ANR octobre 2020 - décembre 2022

Coordination

Le monde traverse une crise exceptionnelle : initiée par la pandémie de la covid-19, elle a causé déjà plus d’un million et demi de morts (dont plus de 50 000 en France) ; elle a mobilisé dans l’urgence les services de santé, de sécurité et de logistique ; et elle a entraîné dans la plupart des pays des confinements généraux de l’ensemble des populations (hormis durant le temps de travail dans ces secteurs dits « indispensables ») au printemps 2020, puis à nouveau à l’automne, qui sont à l’origine d’une crise économique et sociale de grande ampleur. Cette crise a et aura des répercussions sur la vie en société à court, moyen et long terme, dont il est indispensable de prendre toute la mesure.

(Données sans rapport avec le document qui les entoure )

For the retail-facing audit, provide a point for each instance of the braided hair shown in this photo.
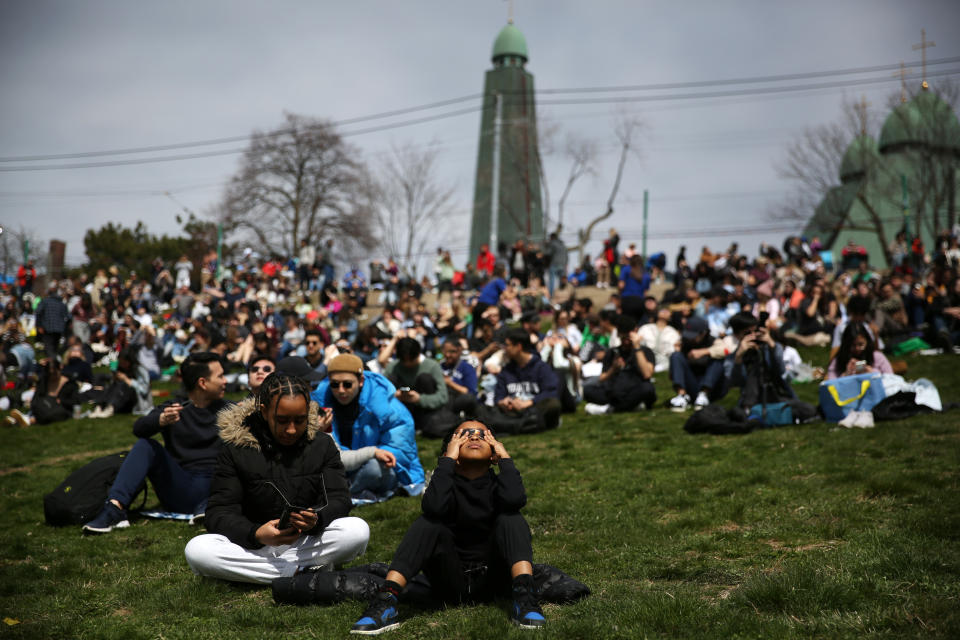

Au-delà des nombreuses victimes de la pandémie, ce sont potentiellement tou.tes les citoyen.nes qui ont pu être affecté.es dans leur vie quotidienne, et risquent de l’être encore durablement, par les conséquences économiques et sociales de la crise sanitaire et des confinements successifs de la population. Tout le monde a été confiné (exceptés certaines professions particulières), mais sûrement pas de la même façon : le confinement a révélé non seulement des inégalités face à la maladie, aux liens sociaux, mais aussi face au logement et au travail. De la même façon, les privations de liberté (et en particulier des libertés de circulation et de réunion) pendant le confinement ne se sont pas imposées à tou.tes de la même façon. La crise a donc des effets différents selon le genre, l’âge et les ressources socio-économiques des individus et des ménages. A-t-elle seulement mis au jour les inégalités sociales qui existaient déjà en temps ordinaires ? Les a-t-elle aggravées ? En introduit de nouvelles ? S’agissant des relations sociales, lesquelles se sont renforcées ? affaiblies ? dégradées ? Comment la solitude ou bien au contraire la cohabitation en confinement sont-elles été vécues ?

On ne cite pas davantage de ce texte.